Supporting HOPERF CMT2300A on Linux

What This Article Covers

This article presents a practical journey to add Linux support for the HOPERF CMT2300A Sub-GHz RF transceiver - starting from extracting register configuration tables out of vendor firmware, to building and testing a Linux driver on real hardware.

You'll learn:

How TP-Link's driver situation motivated this effort
How firmware was extracted and analyzed
How to build and load the custom driver on Raspberry Pi
How to verify real on-air packet RX

This is aimed at embedded Linux developers, reverse engineers, and RF hackers. It is not a beginner Linux kernel tutorial nor a full CMT2300A datasheet walkthrough - focus is on practical bring-up and reproducibility.

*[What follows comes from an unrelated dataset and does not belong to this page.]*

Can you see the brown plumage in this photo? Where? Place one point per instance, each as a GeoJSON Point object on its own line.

About the CMT2300A RF Transceiver

The CMT2300A is a low-power Sub-GHz transceiver chip commonly found in consumer IoT and smart-home products. It supports OOK/FSK modulation, is controlled over SPI-like protocol, and exposes several GPIOs for status and control. The hardware itself is well suited for Linux-based embedded systems when a proper driver is available.

Why this work exists

Several consumer devices (notably TP-Link Sub-GHz products) ship with the CMT2300A transceiver and run Linux internally. While the Linux blobs clearly contain a driver for this radio, the corresponding source code is not released, despite GPL obligations.

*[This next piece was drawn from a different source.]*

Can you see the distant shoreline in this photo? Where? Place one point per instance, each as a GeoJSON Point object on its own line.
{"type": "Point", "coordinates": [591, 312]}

The TP-Link partial GPL code for Tapo H200 Smart Hub product is available at Tapo H200 GPL Code.

Rather than speculating or arguing about compliance, this project takes a different approach:

Implement a clean-room, open Linux driver for the CMT2300A.

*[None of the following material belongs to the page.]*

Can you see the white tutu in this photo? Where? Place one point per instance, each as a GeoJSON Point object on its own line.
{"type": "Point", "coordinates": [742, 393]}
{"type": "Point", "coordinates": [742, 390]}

The goal is to make the hardware usable on mainline Linux systems without relying on vendor blobs or leaked code.

Our HOPERF CMT2300A Linux kernel driver is available at Sub-1G-CMOSTEK-v3.

Why Integrate with the Linux Sub-GHz Stack?

One obvious alternative would be to expose the radio via spidev and handle everything in userspace. That approach was intentionally avoided. Integrating with the Linux Sub-GHz networking stack provides:

Deterministic interrupt handling (important for packet RX)
Kernel-level packet timestamping
A consistent abstraction aligned with existing Sub-GHz radios
A path toward future MAC and regulatory integration
Cleaner long-term maintenance than ad-hoc userspace drivers

Why CMT2300A Support Matters

The CMT2300A (and related CMOSTEK parts) appear in:

Consumer IoT devices
Smart switches and remotes
Low-cost Sub-GHz modules
Linux-based embedded products

Despite this, open Linux support has historically been poor or nonexistent.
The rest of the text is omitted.